AI-assisted features are designed to support human decision-making. They do not replace customer review, security judgment, or operational approval.

Material actions that may affect production systems, security rules, billing, availability, data, or customer experience may require customer approval or human review before being applied.

Shared responsibility model

Security is a shared responsibility between KloudStack and each customer.

KloudStack is generally responsible for:

  • the security of the KloudStack platform;
  • platform access controls;
  • platform deployment workflows;
  • platform monitoring and operational systems;
  • support and feedback systems used by KloudStack;
  • recommended secure stack patterns;
  • managed services expressly included in the customer’s selected plan or agreement.

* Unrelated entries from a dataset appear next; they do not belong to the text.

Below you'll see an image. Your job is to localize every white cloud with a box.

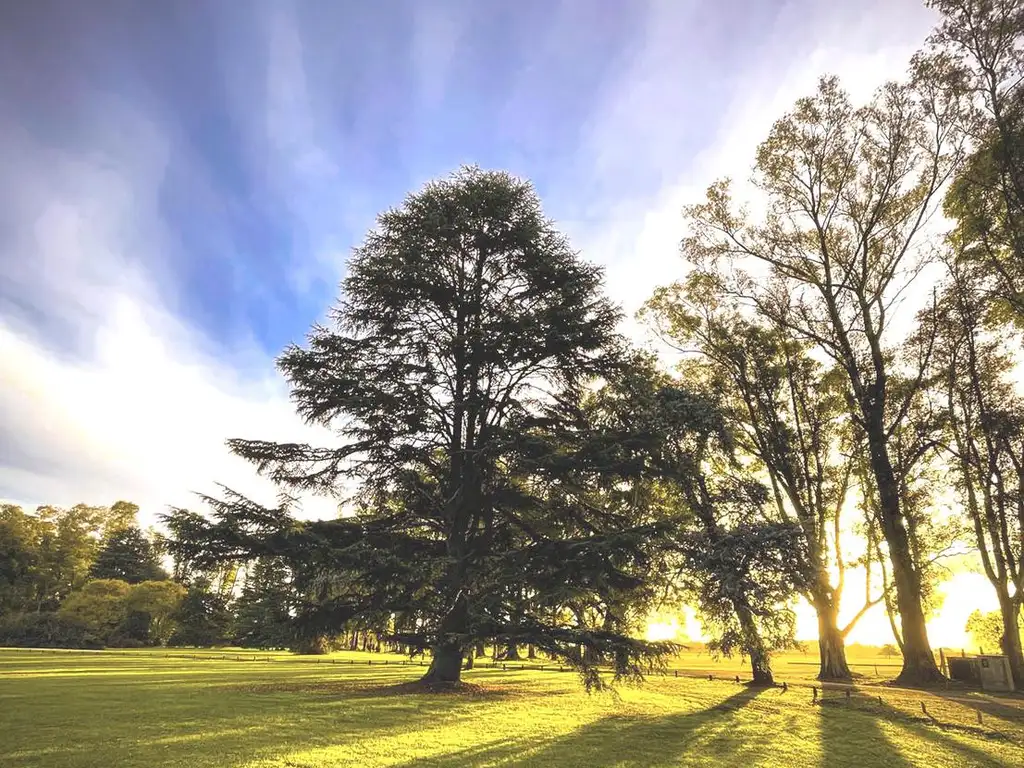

[0,0,942,540]
[563,0,934,337]
[0,97,334,522]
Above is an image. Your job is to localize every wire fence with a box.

[4,648,1024,741]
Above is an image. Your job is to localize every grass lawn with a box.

[0,650,1024,768]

Customers are generally responsible for:

  • selecting and approving their stack configuration;
  • website and application content;
  • business data;
  • users and administrators;
  • passwords and credentials;
  • DNS and domain decisions;
  • third-party plugins, themes, extensions, and integrations;
  • customer-supplied code;
  • lawful use of the services;
  • instructions provided to KloudStack;
  • security trade-offs made when choosing lower-cost or custom configurations.

This shared responsibility model helps clarify what KloudStack manages and what remains under customer control.

For more detail, read our Platform Terms of Service.
Read Platform Terms

Security limitations

KloudStack uses reasonable security measures, but no cloud service, hosting platform, website, application, or internet-connected system can be guaranteed to be completely secure.

Security can be affected by many factors, including customer configuration, third-party plugins, exposed credentials, outdated software, malicious traffic, compromised user accounts, DNS changes, third-party service incidents, and customer-approved stack choices.

KloudStack will continue to improve security controls, monitoring, documentation, and operational processes as the platform matures.